Life

Anne Hailes: Music therapy can help harmonise communication

Anne Hailes

Anne Hailes

Anne is Northern Ireland's first lady of journalism, having worked in the media since she joined Ulster Television when she was 17. Her columns have been entertaining and informing Irish News readers for 25 years.

AS a boy, Dr Michael Swallow OBE was a chorister at Westminster Abbey and then Magdalen College Oxford.

However, at the end of his schooling he was torn between a career in music or in medicine. Although medicine won, his passion for music continued and an interest in music therapy enabled him to combine neurology, rehabilitation and music.

This was born out when he established the NI Music Therapy Trust in 1990. Now renamed Every Day Harmony, this respected charity is working specifically with people who find communication and interaction difficult because of learning and developmental disabilities as well as physical disability.

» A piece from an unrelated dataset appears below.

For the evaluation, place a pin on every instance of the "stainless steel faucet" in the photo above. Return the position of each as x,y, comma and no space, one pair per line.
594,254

In NI around a dozen music therapists working for Every Day Harmony divide their time between a variety of centres, home visits, schools and hospitals.

"When I say 'I'm a music therapist', the reaction is often 'what a lovely job'," Emma Hamer told me.

"Well, I agree – but not in the way they think. It's not a sing-along, it's carefully structured sessions to build self-esteem and communication skills."

Certainly there's a place for entertainers who go into care homes and hospitals and perform songs from the shows but they are not music therapists.

It's a happy time and fills an afternoon, but for professional therapists there's a long training period and constant working with clients who trust them.

As there's no course available here, Emma Hamer spent two years training to Masters level in Cambridge to become a clinical therapist and a member of the Health and Care Professionals Council which regulates health, psychological and social work professionals.

"My job is where science meets art and it's a valued service, available on the NHS in England but not in Northern Ireland."

Maybe things will change following a scientific study at Queen's where researchers monitored children and adolescents with mental health problems and found that music therapy increased their ability to communicate.

Leading the study, Professor Sam Porter said this is important at a time when these young people will be leaving school to look for employment and heading towards dealing with mature social issues:

"Could it be integrated into main stream health services? It's important to have evidence and it was the largest trial in the world conducted with this population and music therapy."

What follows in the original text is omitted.